Clustering Stable Instances of Euclidean k-means

Abhratanu Dutta,Aravindan Vijayaraghavan,Alex Wang
DOI: https://doi.org/10.48550/arXiv.1712.01241
2017-12-05
Abstract:The Euclidean k-means problem is arguably the most widely-studied clustering problem in machine learning. While the k-means objective is NP-hard in the worst-case, practitioners have enjoyed remarkable success in applying heuristics like Lloyd's algorithm for this problem. To address this disconnect, we study the following question: what properties of real-world instances will enable us to design efficient algorithms and prove guarantees for finding the optimal clustering? We consider a natural notion called additive perturbation stability that we believe captures many practical instances. Stable instances have unique optimal k-means solutions that do not change even when each point is perturbed a little (in Euclidean distance). This captures the property that the k-means optimal solution should be tolerant to measurement errors and uncertainty in the points. We design efficient algorithms that provably recover the optimal clustering for instances that are additive perturbation stable. When the instance has some additional separation, we show an efficient algorithm with provable guarantees that is also robust to outliers. We complement these results by studying the amount of stability in real datasets and demonstrating that our algorithm performs well on these benchmark datasets.
Machine Learning,Data Structures and Algorithms
What problem does this paper attempt to address?
The problem that this paper attempts to solve is, in Euclidean space, for clustering problems in practical applications, how to design effective algorithms to find the optimal clustering solutions and be able to provide theoretical guarantees for these solutions. Specifically, the paper focuses on the Euclidean \(k\)-means clustering problem, which is one of the most widely studied clustering problems in machine learning. Although the \(k\)-means objective function is NP - hard in the worst - case, practitioners have achieved remarkable success using heuristic methods such as Lloyd's algorithm. The paper aims to bridge the gap between theory and practice by studying the following question: Which properties of practical instances allow us to design efficient algorithms and prove guarantees for finding the optimal clustering? To answer this question, the paper introduces a natural concept called additive perturbation stability. The authors believe that this concept can capture the characteristics of instances in many practical applications.
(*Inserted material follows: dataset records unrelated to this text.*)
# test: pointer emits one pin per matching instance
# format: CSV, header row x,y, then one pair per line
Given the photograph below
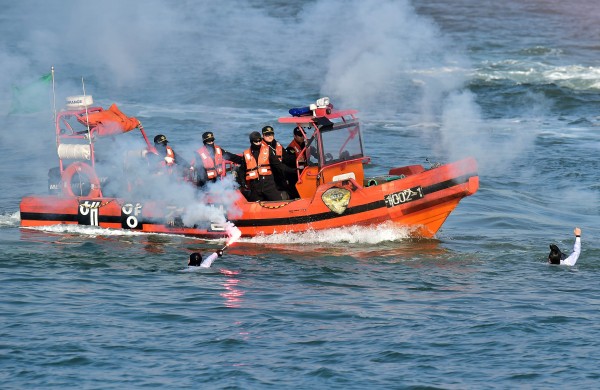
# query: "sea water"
x,y
514,84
Stable instances have a unique optimal \(k\)-means solution, and this solution will not change even if each point is slightly moved in Euclidean distance. This reflects that the \(k\)-means optimal solution should be able to tolerate measurement errors and point uncertainties. Based on this concept, the paper designs algorithms that can effectively recover the optimal clustering of additively perturbation - stable instances. When the instances have additional separation, the paper also presents an efficient algorithm with provable guarantees, which is also robust to external outliers. In addition, the paper further supplements these results by studying the degree of stability in real - world datasets and the performance of its algorithms on such benchmark datasets. Overall, by introducing a new stability concept and designing corresponding algorithms, the paper provides new perspectives and tools for understanding and solving practical \(k\)-means clustering problems.